К этому времени генерал Половцев уже не занимал должности Командующего военным округом. Через день, утром, я был разбужен гудком паровоза и в окно увидел, что (это было в пять часов утра) рядом с нашим штабным поездом стоит паровоз с двумя вагонами, один из которых был из состава императорского поезда. В этот момент ко мне явился денщик генерал Половцева и доложил, что генерал просит меня к себе.


Генерал ПоловцевЯ был очень рад этому, так как с минуты на минуту ожидал своего ареста и не мог связаться с каким бы то ни было начальством: балтийцы заняли телеграф и никого из офицеров к нему не подпускали. Половцев привез приказ о назначении его командующим туземным корпусом и распоряжение Керенского всем полкам корпуса немедленно вернуться на Кавказ, где они должны были находиться на отдыхе впредь до распоряжения. По принятии генералом Половцевым корпуса, я от его имени передал по прямому проводу приказ всем эшелонам, растянувшимся на 100 верст, двигаться по местам своего формирования, а штабу — во Владикавказ. Что касается генерала князя Багратиона, то он впоследствии, как я слышал, служил у Советов начальником государственного коннозаводства и умер в СССР. Есть, однако, основания полагать, что умер он не своей смертью, а с ним повторилась история генерала Слащева, добровольно пошедшего из эмиграции на службу к большевикам и там ими «ликвидированного».

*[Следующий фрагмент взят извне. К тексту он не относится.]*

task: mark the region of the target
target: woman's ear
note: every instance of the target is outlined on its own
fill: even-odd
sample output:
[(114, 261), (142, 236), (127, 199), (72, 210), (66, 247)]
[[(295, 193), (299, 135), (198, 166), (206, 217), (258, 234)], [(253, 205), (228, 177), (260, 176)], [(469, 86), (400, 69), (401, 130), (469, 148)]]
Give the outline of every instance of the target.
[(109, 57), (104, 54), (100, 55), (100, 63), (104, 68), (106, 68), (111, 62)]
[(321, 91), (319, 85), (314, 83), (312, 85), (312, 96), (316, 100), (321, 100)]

По прибытии во Владикавказ, приказом из Тифлиса генерал Половцев был назначен начальником Терско-Дагестанского края, оставаясь в должности командующего корпусом. Я жил с ним в атаманском дворце у Владимира Караулова, брата Терского атамана. Расстрел этого последнего в вагоне на ст. Прохладная я и мой покойный брат видели, стоя, в бурках, между 9 и 10 часами вечера на перроне вокзала. Брат вел молодых казаков в конвой к Половцеву, а я ездил по делам службы на ст. Минеральные Воды. Тысяча человек разнузданной солдатни убили атамана, стреляя на наших глазах по его вагону из винтовок.


Прибыв на Кавказ, генерал Половцев был со мной в моей станице Невинномысской, где вступил в брак с графиней Игнатьевой, разведенной женой русского военного агента в Парижа. Этот последний, растратив казенные суммы, бывшие у него на руках, чтобы скрыть растрату, перешел на службу к Советам. В моей станице Половцев приписался к Кубанскому казачьему войску и пожертвовал на станичную школу 25 тысяч рублей. После убийства атамана Караулова, генералу Половцеву и мне пришлось бежать от большевиков. Мы приехали в мою станицу, где я с ним расстался. Он отправился через Баку в Персию, а я с небольшой группой казаков ушел в Карачай, где знал все аулы и откуда когда-то набирал свою сотню Черкесского полка. Там я остановился в доме своего бывшего вестового Максута Хапаева, сына муллы Верхне-Марьинского аула, где мы начали первое восстание против большевиков в Баталпашинском отделе и куда затем приехал войсковой старшина А. Г. Шкуро, под команду которого я и поступил.
По просьбе А. Г. Шкуро я объехал с двумя всадниками и русским национальным флагом 15 аулов по Зеленчуку и по Кубани, вплоть до Теберды, и меньше чем через месяц привел к Шкуро больше 300 всадников, служивших ранее в Черкесском конном полку. Все они вместе со мной боролись с большевиками во время восстания и затем в отряде генерала Шкуро в Добровольческой Армии. 
                                                                                                                                                                                               

                                                                                                                                                                                                Полковник С.В. Максимович 
                                                                                                                                                                                                Военная быль. Париж. 1968. № 93, сентябрь.